Also, Arden Manor management says the soft ground isn't suitable for commercial development, and that the area would already have stores or businesses if it was.

But that question — what's going to spring up around a new stadium — is really what's at the heart of the Arden Hills stadium debate.

Map: Arden Manor, Twin Cities Army Ammunition Plant

Proponents say that a stadium could spark a wave of redevelopment and building that would help pay back taxpayers who contribute to the deal. New stores, hotels and restaurants could boost the county's sales and property tax base.

But there could be a downside. There are also hundreds of people living in four mobile home parks just a short drive from the site, many of them poor and unemployed. That development boom could squeeze out some of the most affordable housing in the Twin Cities.

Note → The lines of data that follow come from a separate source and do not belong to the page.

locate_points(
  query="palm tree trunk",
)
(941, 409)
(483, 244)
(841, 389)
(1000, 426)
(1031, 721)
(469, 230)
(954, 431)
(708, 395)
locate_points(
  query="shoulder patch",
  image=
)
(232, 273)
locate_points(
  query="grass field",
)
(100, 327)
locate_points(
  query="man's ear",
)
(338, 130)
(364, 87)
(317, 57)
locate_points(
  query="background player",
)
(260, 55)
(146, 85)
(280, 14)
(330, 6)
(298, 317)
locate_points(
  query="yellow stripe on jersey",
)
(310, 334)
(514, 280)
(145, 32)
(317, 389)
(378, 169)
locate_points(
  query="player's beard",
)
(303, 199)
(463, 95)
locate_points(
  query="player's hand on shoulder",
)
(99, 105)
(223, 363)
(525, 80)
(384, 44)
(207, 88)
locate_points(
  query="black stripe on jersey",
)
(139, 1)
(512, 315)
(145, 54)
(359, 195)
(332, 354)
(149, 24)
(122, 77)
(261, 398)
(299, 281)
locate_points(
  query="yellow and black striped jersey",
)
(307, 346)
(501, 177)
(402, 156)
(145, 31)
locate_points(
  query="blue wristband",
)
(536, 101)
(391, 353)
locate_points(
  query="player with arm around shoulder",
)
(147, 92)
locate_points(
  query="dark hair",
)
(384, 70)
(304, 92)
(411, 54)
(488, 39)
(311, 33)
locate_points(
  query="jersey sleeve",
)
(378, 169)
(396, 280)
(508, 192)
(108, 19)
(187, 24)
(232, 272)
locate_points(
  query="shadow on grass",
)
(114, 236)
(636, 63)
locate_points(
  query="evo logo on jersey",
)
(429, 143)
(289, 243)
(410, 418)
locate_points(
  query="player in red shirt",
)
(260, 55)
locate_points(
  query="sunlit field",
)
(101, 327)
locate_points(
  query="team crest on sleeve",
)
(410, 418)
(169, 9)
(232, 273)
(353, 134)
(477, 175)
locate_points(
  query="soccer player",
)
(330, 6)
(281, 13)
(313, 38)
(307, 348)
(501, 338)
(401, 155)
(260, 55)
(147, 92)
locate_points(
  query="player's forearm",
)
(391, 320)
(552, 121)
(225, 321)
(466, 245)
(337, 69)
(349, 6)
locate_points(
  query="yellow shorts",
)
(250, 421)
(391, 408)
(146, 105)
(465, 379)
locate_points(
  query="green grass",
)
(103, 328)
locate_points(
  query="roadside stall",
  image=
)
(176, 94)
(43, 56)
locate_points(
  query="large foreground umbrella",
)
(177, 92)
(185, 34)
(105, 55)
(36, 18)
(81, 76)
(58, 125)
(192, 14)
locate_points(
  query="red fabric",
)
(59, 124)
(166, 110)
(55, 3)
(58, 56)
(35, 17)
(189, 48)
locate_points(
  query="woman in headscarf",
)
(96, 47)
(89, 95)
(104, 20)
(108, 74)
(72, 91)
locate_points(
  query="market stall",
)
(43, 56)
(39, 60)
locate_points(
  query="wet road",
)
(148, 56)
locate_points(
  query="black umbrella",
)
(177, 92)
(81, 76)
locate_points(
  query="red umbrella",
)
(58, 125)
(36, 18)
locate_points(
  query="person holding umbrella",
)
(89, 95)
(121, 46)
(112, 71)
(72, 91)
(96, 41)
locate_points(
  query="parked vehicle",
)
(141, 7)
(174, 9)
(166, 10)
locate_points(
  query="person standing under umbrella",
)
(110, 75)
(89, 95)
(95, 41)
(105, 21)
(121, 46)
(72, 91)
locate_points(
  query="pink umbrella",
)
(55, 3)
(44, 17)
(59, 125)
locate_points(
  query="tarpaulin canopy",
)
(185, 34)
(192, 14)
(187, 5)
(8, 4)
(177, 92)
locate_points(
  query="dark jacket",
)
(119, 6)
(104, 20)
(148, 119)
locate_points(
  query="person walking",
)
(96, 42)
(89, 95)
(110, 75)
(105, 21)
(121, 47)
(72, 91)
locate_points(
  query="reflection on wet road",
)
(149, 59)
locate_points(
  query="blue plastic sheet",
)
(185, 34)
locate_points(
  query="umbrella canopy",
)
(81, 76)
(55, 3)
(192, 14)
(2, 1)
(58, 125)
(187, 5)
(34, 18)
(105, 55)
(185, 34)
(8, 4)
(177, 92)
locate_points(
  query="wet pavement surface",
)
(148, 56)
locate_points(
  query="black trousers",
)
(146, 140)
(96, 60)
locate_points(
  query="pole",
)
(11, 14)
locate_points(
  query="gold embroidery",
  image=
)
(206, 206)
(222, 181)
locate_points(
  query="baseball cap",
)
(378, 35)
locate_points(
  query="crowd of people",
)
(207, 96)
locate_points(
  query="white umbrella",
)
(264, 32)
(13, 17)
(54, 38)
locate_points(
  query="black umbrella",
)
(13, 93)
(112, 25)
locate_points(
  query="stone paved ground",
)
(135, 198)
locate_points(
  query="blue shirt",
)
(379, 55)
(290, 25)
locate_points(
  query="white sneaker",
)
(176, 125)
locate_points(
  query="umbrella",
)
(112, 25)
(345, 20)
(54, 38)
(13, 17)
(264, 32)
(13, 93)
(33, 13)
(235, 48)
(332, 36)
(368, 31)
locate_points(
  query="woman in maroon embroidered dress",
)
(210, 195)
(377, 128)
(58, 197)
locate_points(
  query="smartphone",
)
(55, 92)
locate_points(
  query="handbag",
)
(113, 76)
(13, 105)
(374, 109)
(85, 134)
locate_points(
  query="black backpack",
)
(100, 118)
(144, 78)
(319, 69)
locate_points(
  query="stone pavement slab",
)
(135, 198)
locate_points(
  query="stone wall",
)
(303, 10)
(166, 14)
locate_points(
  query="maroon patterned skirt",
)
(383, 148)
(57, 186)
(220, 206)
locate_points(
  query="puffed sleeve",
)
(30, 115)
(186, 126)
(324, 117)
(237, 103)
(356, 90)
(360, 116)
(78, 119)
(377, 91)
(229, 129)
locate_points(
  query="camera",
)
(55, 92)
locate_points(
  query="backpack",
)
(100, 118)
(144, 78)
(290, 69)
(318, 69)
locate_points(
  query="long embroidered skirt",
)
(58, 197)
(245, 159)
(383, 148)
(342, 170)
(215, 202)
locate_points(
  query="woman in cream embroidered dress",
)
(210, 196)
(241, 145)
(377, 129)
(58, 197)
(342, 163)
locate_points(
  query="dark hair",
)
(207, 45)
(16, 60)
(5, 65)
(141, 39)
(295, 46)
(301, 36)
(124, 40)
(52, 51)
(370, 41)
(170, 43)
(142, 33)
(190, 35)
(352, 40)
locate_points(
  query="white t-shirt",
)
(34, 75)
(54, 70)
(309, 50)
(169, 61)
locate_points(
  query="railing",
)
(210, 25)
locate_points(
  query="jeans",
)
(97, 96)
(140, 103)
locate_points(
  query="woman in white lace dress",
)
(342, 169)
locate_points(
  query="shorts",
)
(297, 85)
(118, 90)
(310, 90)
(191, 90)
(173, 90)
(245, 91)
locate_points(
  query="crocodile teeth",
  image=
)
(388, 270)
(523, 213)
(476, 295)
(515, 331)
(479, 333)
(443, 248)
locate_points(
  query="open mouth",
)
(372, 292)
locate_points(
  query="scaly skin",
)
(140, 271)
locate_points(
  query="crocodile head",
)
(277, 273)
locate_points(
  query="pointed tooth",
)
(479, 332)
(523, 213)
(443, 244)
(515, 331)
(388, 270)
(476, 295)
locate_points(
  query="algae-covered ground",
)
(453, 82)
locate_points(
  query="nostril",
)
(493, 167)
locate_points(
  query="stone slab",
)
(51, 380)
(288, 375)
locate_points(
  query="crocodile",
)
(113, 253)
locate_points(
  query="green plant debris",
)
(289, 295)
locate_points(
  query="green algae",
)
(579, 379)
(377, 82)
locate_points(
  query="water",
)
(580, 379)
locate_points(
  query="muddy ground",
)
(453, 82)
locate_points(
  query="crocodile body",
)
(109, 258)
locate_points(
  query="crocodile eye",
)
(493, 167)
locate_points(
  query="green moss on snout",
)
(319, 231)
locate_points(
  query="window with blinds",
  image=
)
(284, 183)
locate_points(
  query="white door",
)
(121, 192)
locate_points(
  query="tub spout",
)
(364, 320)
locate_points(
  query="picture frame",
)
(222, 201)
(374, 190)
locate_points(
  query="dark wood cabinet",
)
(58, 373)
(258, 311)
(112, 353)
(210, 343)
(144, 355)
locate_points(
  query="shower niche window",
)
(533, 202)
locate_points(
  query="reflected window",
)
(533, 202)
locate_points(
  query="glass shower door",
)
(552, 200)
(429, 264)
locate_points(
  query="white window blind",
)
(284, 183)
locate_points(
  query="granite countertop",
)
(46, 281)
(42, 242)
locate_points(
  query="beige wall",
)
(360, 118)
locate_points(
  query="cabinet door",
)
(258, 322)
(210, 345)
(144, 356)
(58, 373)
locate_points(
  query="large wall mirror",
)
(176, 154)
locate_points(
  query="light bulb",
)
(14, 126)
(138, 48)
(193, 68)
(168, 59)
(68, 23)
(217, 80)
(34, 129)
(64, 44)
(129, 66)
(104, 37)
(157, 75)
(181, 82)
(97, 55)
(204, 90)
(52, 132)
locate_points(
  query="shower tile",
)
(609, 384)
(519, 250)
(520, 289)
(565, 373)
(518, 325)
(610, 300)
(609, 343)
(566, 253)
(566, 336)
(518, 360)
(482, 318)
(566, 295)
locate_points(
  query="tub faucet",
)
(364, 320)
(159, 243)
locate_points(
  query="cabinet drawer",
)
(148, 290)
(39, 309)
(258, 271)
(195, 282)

Of course, not everyone at Arden Manor sees it that way.

Tom Fransen
Tom Fransen says a stadium would bring much-needed road improvements and jobs to the northeastern suburbs.
MPR Photo/Tim Nelson

Tom Fransen is a salesman who says he'd welcome the stadium. The northeastern suburbs have been neglected by developers for too long, and the stadium may be the only way to get the kinds of roads and amenities he says the area needs.

"Well worth every penny," he said. "With all the people employed building the stadium, and then once its built, all the employment and people up there, I think it's great. Half a cent, or half a percent is nothing," in taxes."

Fransen also says he thinks most the state's mobile home relocation trust fund would ease the transition out of Arden Manor for most residents, if the stadium pushed them out.

But down the street, Martha Noel isn't so sure. She's an unemployed assembly line worker, and doesn't think there'll be a paycheck for her at the stadium — building it or otherwise. The way she looks at it, she and her neighbors will be among the hardest hit by a sales tax. And she questions building a football stadium so close to a residential area.

"I don't like it one bit. I don't watch football, and I don't think I want all the trouble, because there's going to be lots of trouble over here. Just craziness and partying and stuff we don't need around here," she said.

Noel and her neighbors may find out more about the stadium plan Tuesday, when the Ramsey County Charter Commission could vote on whether to put the tax proposal on the ballot in 2012.